The "crawl-up" highlighted barriers of inaccessibility, because the Capitol building is known as the "people's house". Hanraie writes that, "this building, a symbol of governance and democratic citizenship for all — an embodiment of the nation itself — was not designed with disabled people in mind." Davis says that, "You can’t watch that without being well aware of the difficulties of people with disabilities when they confront obstacles like stairs.”

The event is often credited with shaping perspectives on disability. In Building Access: Universal Design and the Politics of Disability, disability design researcher Aimi Hamraie argues that the protest "demonstrated the power of disabled people as resourceful agents whose novel tactics showed visible evidence of disability discrimination, rather than patients in need of medical cure." ADAPT's protests also empowered disabled activists, impacting future action.

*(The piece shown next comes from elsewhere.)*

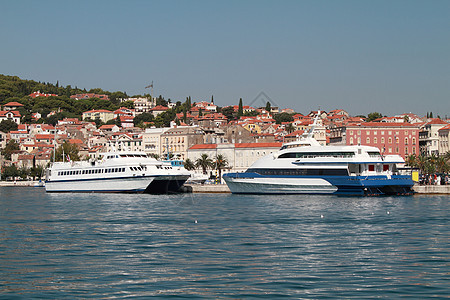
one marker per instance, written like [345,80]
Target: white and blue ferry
[306,167]
[116,172]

Lennard J. Davis, author of Enabling Acts: The Hidden Story of How the Americans with Disabilities Act Gave the Largest U.S. Minority Its Rights, writes that, "The importance of these events to building disability identity and consciousness cannot be underestimated." Michael Auberger, a participant in the protests, recalls that, "Somewhere in there, with all the energy that was expended, it just put everybody right there on the edge of, in touch with, their anger, in touch with a lot of history about access. All the years of oppression seemed to come out right then and there."